Some athletes have had the domain name for their own name reserved by someone else and when trying to secure that name, the original owner tries to sell it to the athlete for sometimes tens of thousands of dollars. In 2009, Chris Bosh brought a lawsuit and won in federal court against an organization that had reserved www.ChrisBosh.com and many other athlete domain names.
The Anti-cybersquatting Consumer Protection Act (ACPA), 15 U.S.C. § 1125(d), creates a cause of action for someone registering or using a domain name confusingly similar to a trademark or personal name. The law was established to try and stop “cyber squatters” who register domain names solely with the intention of selling the domain name to the person whose name it references at a profit.

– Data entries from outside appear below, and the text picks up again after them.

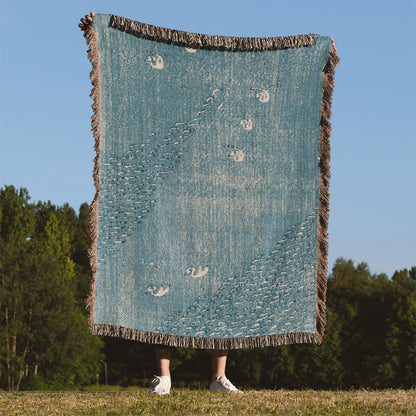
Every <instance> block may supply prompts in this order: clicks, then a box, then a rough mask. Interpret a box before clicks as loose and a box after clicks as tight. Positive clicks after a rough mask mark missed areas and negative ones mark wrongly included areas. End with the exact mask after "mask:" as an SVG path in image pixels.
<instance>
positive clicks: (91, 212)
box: [84, 25, 101, 328]
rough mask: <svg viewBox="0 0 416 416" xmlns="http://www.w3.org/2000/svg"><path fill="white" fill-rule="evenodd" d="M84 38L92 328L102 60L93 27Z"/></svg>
mask: <svg viewBox="0 0 416 416" xmlns="http://www.w3.org/2000/svg"><path fill="white" fill-rule="evenodd" d="M84 37H85V39H86V41H87V45H88V51H87V53H88V59H89V60H90V62H91V65H92V70H91V72H90V80H91V84H92V90H91V94H90V97H91V98H92V100H93V103H92V110H93V115H92V118H91V131H92V134H93V136H94V149H95V154H96V156H95V158H94V170H93V180H94V185H95V195H94V199H93V202H92V204H91V205H90V241H91V243H90V247H89V250H88V256H89V259H90V266H91V273H92V276H91V288H90V294H89V296H88V298H87V310H88V311H89V318H88V323H89V325H90V327H91V328H92V327H93V325H94V294H95V282H96V278H97V237H98V196H99V192H100V173H99V172H100V171H99V163H100V152H101V151H100V140H101V87H100V60H99V55H98V45H97V35H96V33H95V31H94V29H93V27H92V25H88V27H87V29H86V30H85V32H84Z"/></svg>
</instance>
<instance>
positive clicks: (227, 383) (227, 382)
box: [221, 376, 235, 389]
mask: <svg viewBox="0 0 416 416" xmlns="http://www.w3.org/2000/svg"><path fill="white" fill-rule="evenodd" d="M221 384H222V385H223V386H224V387H228V388H231V389H232V388H234V389H235V386H234V384H233V383H231V381H230V380H228V378H227V377H225V376H223V377H222V378H221Z"/></svg>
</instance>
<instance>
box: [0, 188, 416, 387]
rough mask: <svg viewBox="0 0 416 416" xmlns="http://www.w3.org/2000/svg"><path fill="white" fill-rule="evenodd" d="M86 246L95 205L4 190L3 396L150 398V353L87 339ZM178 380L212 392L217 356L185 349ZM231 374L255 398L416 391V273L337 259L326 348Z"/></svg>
mask: <svg viewBox="0 0 416 416" xmlns="http://www.w3.org/2000/svg"><path fill="white" fill-rule="evenodd" d="M88 245H89V207H88V205H87V204H82V205H81V206H80V208H79V211H78V213H76V212H75V211H74V209H73V208H71V207H70V206H69V205H68V204H65V205H63V206H60V207H59V206H55V205H53V204H51V203H50V202H37V203H34V202H31V201H30V196H29V193H28V191H27V190H26V189H24V188H21V189H16V188H14V187H13V186H5V187H4V188H1V189H0V389H4V390H10V391H17V390H19V389H37V390H38V389H54V390H57V389H74V388H82V387H83V386H87V385H91V384H93V383H96V382H97V381H98V382H99V383H101V384H104V383H108V384H113V385H115V384H118V385H142V386H144V385H146V386H150V379H151V377H152V375H153V374H154V372H155V371H156V370H155V360H154V347H153V346H151V345H146V344H141V343H137V342H133V341H126V340H122V339H117V338H110V337H98V336H93V335H92V334H91V333H90V331H89V328H88V324H87V311H86V309H85V299H86V297H87V296H88V293H89V288H90V268H89V261H88V254H87V247H88ZM171 371H172V373H173V379H174V381H175V383H176V385H177V386H181V385H184V386H188V385H190V386H191V387H192V386H194V387H201V386H202V387H207V386H208V380H209V379H210V355H209V352H208V351H204V350H196V349H183V348H177V349H175V351H174V353H173V357H172V363H171ZM227 371H228V376H229V378H231V379H232V380H233V381H234V382H235V383H236V384H237V385H239V386H245V387H252V388H315V389H319V388H351V387H357V388H358V387H370V388H386V387H411V386H414V385H416V267H411V268H409V269H403V270H400V271H397V272H395V273H394V274H393V276H392V278H388V276H386V275H385V274H372V273H371V272H370V270H369V268H368V266H367V265H366V264H365V263H360V264H358V265H355V264H354V262H353V261H352V260H346V259H342V258H339V259H337V261H336V262H335V265H334V267H333V269H332V272H331V274H330V276H329V279H328V293H327V325H326V330H325V335H324V339H323V342H322V344H321V345H320V346H317V345H310V344H298V345H287V346H280V347H269V348H262V349H253V350H233V351H230V353H229V357H228V364H227ZM175 383H174V385H175Z"/></svg>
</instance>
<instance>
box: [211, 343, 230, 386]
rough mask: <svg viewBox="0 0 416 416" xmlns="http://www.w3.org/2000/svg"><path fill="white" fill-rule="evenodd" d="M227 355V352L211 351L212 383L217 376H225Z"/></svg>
mask: <svg viewBox="0 0 416 416" xmlns="http://www.w3.org/2000/svg"><path fill="white" fill-rule="evenodd" d="M227 354H228V351H227V350H212V353H211V370H212V381H215V380H216V379H217V378H218V377H219V376H225V366H226V364H227Z"/></svg>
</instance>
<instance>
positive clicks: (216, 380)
mask: <svg viewBox="0 0 416 416" xmlns="http://www.w3.org/2000/svg"><path fill="white" fill-rule="evenodd" d="M209 391H210V392H211V393H212V392H214V391H220V392H222V393H243V392H242V391H241V390H238V389H237V387H235V386H234V384H233V383H231V381H230V380H228V378H227V377H225V376H219V377H217V379H216V380H215V381H212V382H211V386H210V388H209Z"/></svg>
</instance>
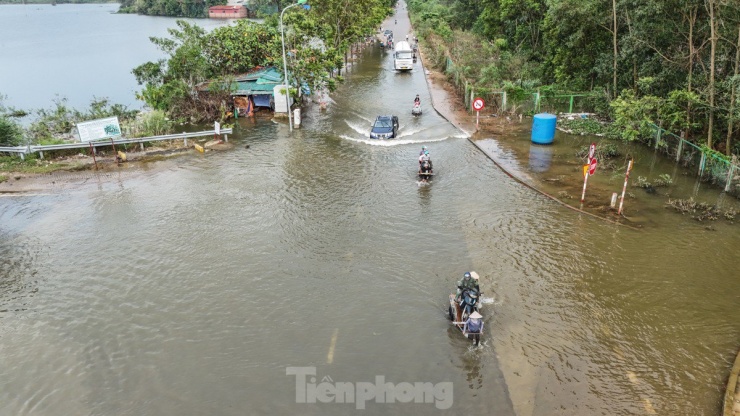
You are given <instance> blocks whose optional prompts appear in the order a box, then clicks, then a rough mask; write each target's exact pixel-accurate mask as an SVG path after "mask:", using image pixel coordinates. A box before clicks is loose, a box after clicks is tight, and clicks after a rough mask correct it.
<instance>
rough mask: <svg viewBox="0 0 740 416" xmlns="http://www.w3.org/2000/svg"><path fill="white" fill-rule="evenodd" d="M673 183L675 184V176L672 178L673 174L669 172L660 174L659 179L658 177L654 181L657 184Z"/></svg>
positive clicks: (660, 184) (665, 183) (659, 175)
mask: <svg viewBox="0 0 740 416" xmlns="http://www.w3.org/2000/svg"><path fill="white" fill-rule="evenodd" d="M672 184H673V178H671V175H669V174H667V173H664V174H662V175H659V176H658V179H656V180H655V182H654V185H655V186H669V185H672Z"/></svg>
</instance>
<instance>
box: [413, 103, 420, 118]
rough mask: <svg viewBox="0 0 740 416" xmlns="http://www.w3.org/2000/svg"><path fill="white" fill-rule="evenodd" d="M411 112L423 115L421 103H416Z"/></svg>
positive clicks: (418, 114)
mask: <svg viewBox="0 0 740 416" xmlns="http://www.w3.org/2000/svg"><path fill="white" fill-rule="evenodd" d="M411 114H412V115H415V116H420V115H421V103H414V106H413V107H412V108H411Z"/></svg>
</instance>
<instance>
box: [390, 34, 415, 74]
mask: <svg viewBox="0 0 740 416" xmlns="http://www.w3.org/2000/svg"><path fill="white" fill-rule="evenodd" d="M413 66H414V50H413V49H412V48H411V45H409V43H408V42H406V41H401V42H398V43H397V44H396V48H395V49H394V52H393V68H394V69H395V70H396V71H410V70H411V69H412V68H413Z"/></svg>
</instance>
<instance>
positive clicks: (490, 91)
mask: <svg viewBox="0 0 740 416" xmlns="http://www.w3.org/2000/svg"><path fill="white" fill-rule="evenodd" d="M445 73H446V74H447V75H448V76H449V78H450V80H451V81H452V83H453V85H454V86H455V87H456V88H457V89H458V92H459V93H461V95H462V96H463V97H464V102H465V108H466V109H467V110H468V111H473V109H472V102H473V99H474V98H476V97H480V98H483V100H485V102H486V111H490V112H491V113H498V114H501V113H506V112H511V113H520V114H521V113H538V112H543V111H546V112H549V113H553V114H558V113H597V112H598V111H597V109H598V108H599V107H600V106H601V105H603V104H604V102H603V101H604V100H605V97H604V96H603V95H601V94H598V93H578V92H574V93H552V92H548V93H545V94H541V93H540V92H539V91H526V93H524V94H522V93H521V91H518V94H517V95H516V96H515V97H513V96H512V94H507V91H506V90H503V89H493V88H485V87H481V86H476V85H474V83H472V82H470V81H469V80H467V79H466V77H465V76H464V74H463V69H462V68H458V67H457V66H456V65H455V63H454V62H453V61H452V59H450V57H449V56H447V57H446V59H445ZM651 130H652V138H651V139H652V144H653V145H654V146H655V149H656V150H658V151H660V152H662V153H663V154H665V155H666V156H668V157H670V158H672V159H673V160H675V161H676V163H680V164H681V165H683V166H684V167H686V168H693V169H695V172H696V175H697V176H699V177H700V178H701V180H702V181H705V182H708V183H712V184H714V185H716V186H719V187H722V188H723V189H724V191H725V192H727V193H730V194H732V195H734V196H737V197H740V164H739V163H738V159H737V156H733V157H732V160H729V159H728V158H727V157H726V156H724V155H722V154H721V153H718V152H716V151H713V150H711V149H707V148H702V147H699V146H697V145H695V144H693V143H691V142H689V141H687V140H685V139H683V138H681V137H680V136H677V135H675V134H673V133H671V132H669V131H667V130H665V129H663V128H661V127H659V126H657V125H654V124H651Z"/></svg>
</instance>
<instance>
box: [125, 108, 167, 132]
mask: <svg viewBox="0 0 740 416" xmlns="http://www.w3.org/2000/svg"><path fill="white" fill-rule="evenodd" d="M172 124H173V123H172V122H171V121H170V120H169V119H168V118H167V116H166V114H165V113H164V111H161V110H152V111H150V112H147V113H140V114H139V117H137V119H136V121H134V122H133V123H132V124H131V125H129V126H128V128H127V131H128V134H130V135H132V136H137V137H146V136H161V135H164V134H169V133H171V132H172Z"/></svg>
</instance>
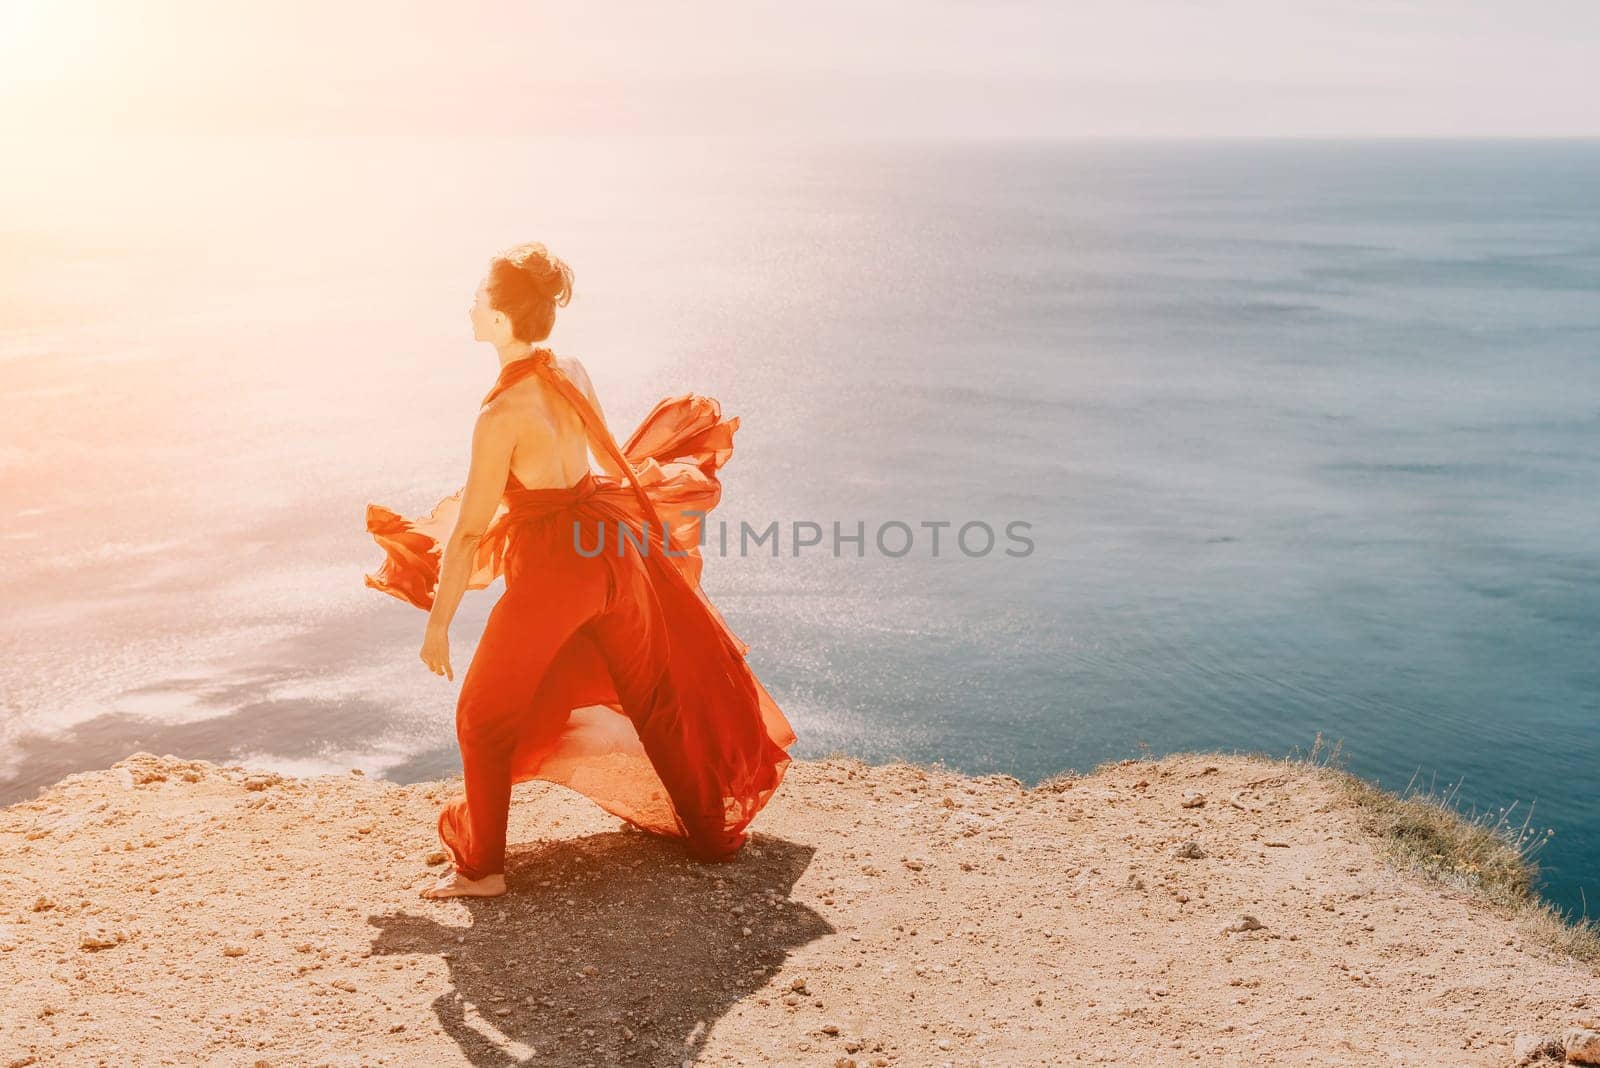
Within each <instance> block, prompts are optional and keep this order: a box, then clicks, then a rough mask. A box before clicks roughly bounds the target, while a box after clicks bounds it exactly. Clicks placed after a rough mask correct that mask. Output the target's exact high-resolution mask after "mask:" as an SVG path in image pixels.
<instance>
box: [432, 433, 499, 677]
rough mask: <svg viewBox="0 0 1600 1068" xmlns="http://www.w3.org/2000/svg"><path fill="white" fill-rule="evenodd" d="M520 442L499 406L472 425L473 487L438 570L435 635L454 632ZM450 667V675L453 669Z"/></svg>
mask: <svg viewBox="0 0 1600 1068" xmlns="http://www.w3.org/2000/svg"><path fill="white" fill-rule="evenodd" d="M515 440H517V436H515V425H514V424H512V420H510V419H509V417H507V412H504V411H502V409H499V408H496V406H494V404H490V406H488V408H485V409H483V411H482V412H478V419H477V422H475V424H474V425H472V460H470V464H469V468H467V484H466V488H464V491H462V494H461V510H459V512H458V513H456V526H454V529H453V531H451V532H450V539H448V540H446V542H445V553H443V560H442V561H440V568H438V592H437V593H435V595H434V608H432V611H430V612H429V614H427V630H429V632H430V633H438V635H443V633H446V632H448V630H450V620H451V619H454V616H456V608H458V606H459V604H461V595H462V593H466V592H467V579H470V577H472V561H474V558H475V556H477V552H478V542H480V540H483V531H485V529H488V524H490V520H493V518H494V510H496V508H499V502H501V497H502V496H504V494H506V475H507V473H509V472H510V454H512V446H514V444H515ZM426 659H427V657H424V660H426ZM430 667H432V665H430ZM445 668H446V670H445V673H446V675H448V664H446V665H445Z"/></svg>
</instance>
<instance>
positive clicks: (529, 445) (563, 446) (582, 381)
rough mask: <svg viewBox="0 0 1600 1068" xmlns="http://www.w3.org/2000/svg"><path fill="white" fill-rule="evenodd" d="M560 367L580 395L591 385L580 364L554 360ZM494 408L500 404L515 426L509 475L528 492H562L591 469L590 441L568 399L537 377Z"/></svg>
mask: <svg viewBox="0 0 1600 1068" xmlns="http://www.w3.org/2000/svg"><path fill="white" fill-rule="evenodd" d="M555 366H558V368H560V369H562V371H563V373H566V376H568V377H570V379H573V382H576V384H579V390H582V392H589V390H584V385H587V382H589V376H587V374H586V373H584V369H582V365H579V363H578V360H574V358H571V357H557V358H555ZM496 403H499V404H504V406H506V409H507V411H509V412H510V414H512V425H515V427H517V438H515V444H514V446H512V452H510V473H512V475H515V478H517V481H518V483H522V484H523V486H525V488H526V489H541V488H566V486H571V484H573V483H576V481H578V480H579V478H582V476H584V475H586V473H587V472H589V470H590V465H589V438H587V435H586V432H584V422H582V419H581V417H579V416H578V412H576V411H574V409H573V406H571V404H568V403H566V400H565V398H563V397H562V395H560V393H557V392H555V390H554V389H550V387H549V385H546V384H544V379H541V377H539V376H538V374H533V376H528V377H526V379H523V381H522V382H517V384H515V385H512V387H510V389H509V390H506V392H504V393H502V395H501V397H498V398H496Z"/></svg>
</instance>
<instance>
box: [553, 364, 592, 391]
mask: <svg viewBox="0 0 1600 1068" xmlns="http://www.w3.org/2000/svg"><path fill="white" fill-rule="evenodd" d="M555 366H558V368H560V369H562V371H565V373H566V377H570V379H571V381H573V382H578V385H581V387H584V389H589V371H587V369H586V368H584V363H582V360H579V358H578V357H557V358H555Z"/></svg>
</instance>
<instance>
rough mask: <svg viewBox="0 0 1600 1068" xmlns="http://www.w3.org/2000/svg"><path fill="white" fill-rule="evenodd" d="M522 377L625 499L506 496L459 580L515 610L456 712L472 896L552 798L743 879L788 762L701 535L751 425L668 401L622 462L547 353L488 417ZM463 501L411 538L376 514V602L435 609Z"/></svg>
mask: <svg viewBox="0 0 1600 1068" xmlns="http://www.w3.org/2000/svg"><path fill="white" fill-rule="evenodd" d="M530 374H539V376H542V377H544V381H546V382H549V384H550V385H552V387H554V389H555V390H557V392H558V393H560V395H562V397H565V398H566V400H568V401H570V403H571V404H573V406H574V408H576V409H578V414H579V416H581V417H582V420H584V424H586V425H587V427H590V430H592V432H594V433H595V436H597V438H598V440H600V441H602V443H603V446H605V449H606V451H608V452H610V454H611V457H613V460H614V462H618V464H619V465H621V467H622V470H627V472H632V478H630V480H629V481H632V488H629V486H624V484H622V483H619V481H618V480H616V478H613V476H610V475H597V473H594V472H590V473H586V475H584V476H582V478H579V480H578V483H574V484H573V486H570V488H565V489H546V488H539V489H526V488H523V486H522V483H518V481H517V476H515V475H510V476H509V478H507V484H506V494H504V497H502V500H501V505H499V508H498V510H496V513H494V516H493V520H491V521H490V524H488V528H486V531H485V534H483V537H482V540H480V542H478V548H477V555H475V558H474V566H472V574H470V577H469V580H467V588H483V587H486V585H490V582H493V580H494V577H498V576H504V577H506V592H504V593H502V595H501V598H499V601H496V603H494V608H493V609H491V611H490V617H488V622H486V625H485V628H483V636H482V640H480V641H478V648H477V651H475V652H474V657H472V664H470V665H469V668H467V675H466V678H464V679H462V686H461V694H459V697H458V702H456V739H458V742H459V743H461V755H462V771H464V777H466V796H464V798H458V799H454V801H451V803H448V804H446V806H445V807H443V809H442V811H440V815H438V836H440V841H442V843H443V844H445V849H446V851H448V854H450V857H451V863H453V867H454V868H456V871H459V873H462V875H464V876H466V878H474V879H477V878H483V876H486V875H491V873H496V871H504V855H506V822H507V817H509V806H510V787H512V783H515V782H523V780H528V779H544V780H549V782H558V783H563V785H566V787H570V788H573V790H578V791H579V793H584V795H587V796H589V798H590V799H594V801H595V803H597V804H598V806H600V807H603V809H605V811H608V812H611V814H614V815H619V817H622V819H626V820H629V822H632V823H635V825H637V827H640V828H642V830H645V831H651V833H656V835H664V836H670V838H680V839H683V843H685V847H686V852H688V854H690V855H691V857H694V859H698V860H707V862H720V860H731V859H734V855H736V854H738V851H739V847H741V846H742V844H744V841H746V838H747V835H746V827H747V825H749V823H750V820H752V819H754V817H755V814H757V812H760V809H762V807H763V806H765V804H766V801H768V799H770V798H771V796H773V791H776V790H778V785H779V782H782V777H784V771H786V769H787V767H789V759H790V758H789V753H787V751H786V750H787V748H789V747H790V745H794V742H795V734H794V729H792V727H790V726H789V721H787V719H786V718H784V713H782V711H781V710H779V708H778V703H776V702H774V700H773V697H771V694H768V692H766V689H765V687H763V686H762V683H760V679H757V678H755V675H754V673H752V671H750V667H749V665H747V664H746V659H744V657H746V652H749V646H747V644H746V643H744V641H741V640H739V638H738V636H736V635H734V633H733V632H731V630H730V628H728V624H726V622H725V620H723V619H722V614H720V612H718V611H717V608H715V606H714V604H712V603H710V600H709V598H707V596H706V593H704V592H702V590H701V585H699V576H701V564H702V561H701V555H699V537H701V518H702V516H704V513H709V512H710V510H712V508H714V507H715V505H717V502H718V500H720V497H722V483H720V481H718V480H717V470H718V468H720V467H722V465H723V464H725V462H726V460H728V457H730V456H731V452H733V432H734V430H736V428H738V425H739V419H738V417H736V416H734V417H728V419H723V417H722V408H720V404H718V403H717V400H715V398H710V397H704V395H699V393H680V395H675V397H667V398H662V400H661V401H659V403H656V406H654V408H653V409H651V411H650V414H648V416H645V419H643V422H642V424H640V425H638V428H637V430H634V433H632V435H630V436H629V440H627V444H626V446H622V448H621V449H619V448H618V444H616V441H614V438H611V435H610V432H608V430H606V427H605V420H603V419H600V416H598V412H595V409H594V408H592V406H590V404H589V400H587V398H586V397H584V395H582V392H581V390H579V389H578V387H576V385H574V384H573V382H571V379H568V377H566V374H565V373H563V371H562V369H560V368H558V366H557V365H555V361H554V353H552V352H550V350H549V349H534V350H533V353H531V355H530V357H526V358H520V360H512V361H509V363H506V365H504V366H502V368H501V373H499V377H498V379H496V382H494V387H493V389H491V390H490V392H488V395H486V397H485V398H483V403H488V401H490V400H493V398H494V397H496V395H499V393H501V392H502V390H506V389H509V387H510V385H512V384H515V382H520V381H522V379H523V377H526V376H530ZM461 492H462V491H456V492H454V494H451V496H450V497H445V499H443V500H440V502H438V505H435V507H434V510H432V512H430V513H429V515H427V516H424V518H418V520H408V518H405V516H402V515H398V513H395V512H392V510H389V508H384V507H381V505H376V504H368V505H366V529H368V532H370V534H371V536H373V537H374V539H376V542H378V544H379V545H381V547H382V550H384V561H382V564H381V566H379V568H378V571H376V572H371V574H366V576H365V582H366V585H370V587H373V588H376V590H381V592H384V593H389V595H392V596H397V598H400V600H403V601H406V603H410V604H414V606H418V608H422V609H430V608H432V604H434V592H435V587H437V582H438V571H440V563H442V560H440V558H442V547H443V544H445V540H446V539H448V536H450V531H451V528H453V526H454V520H456V513H458V512H459V505H461ZM662 518H666V526H664V524H662ZM646 521H648V526H646ZM664 529H666V532H667V536H669V540H667V542H666V544H664V542H662V531H664Z"/></svg>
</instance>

While the law provides this protection, an athlete has to determine whether filing a lawsuit is worth the time and expense to get the domain name back. Oftentimes an athlete will simply use an alternate domain name, an uncommon top-level domain or create their own top-level domain. The lesson here is that athletes, at all levels, should register their name as their domain name in order to avoid these challenges.
While athletes like Trevor Lawrence have the temporary approval to fundraise during the COVID-19 crisis, profiting or from their name, image and likeness will become a reality for all student athletes over the next year. Athletes must protect themselves and ensure they take the appropriate precautions to protect their intellectual property.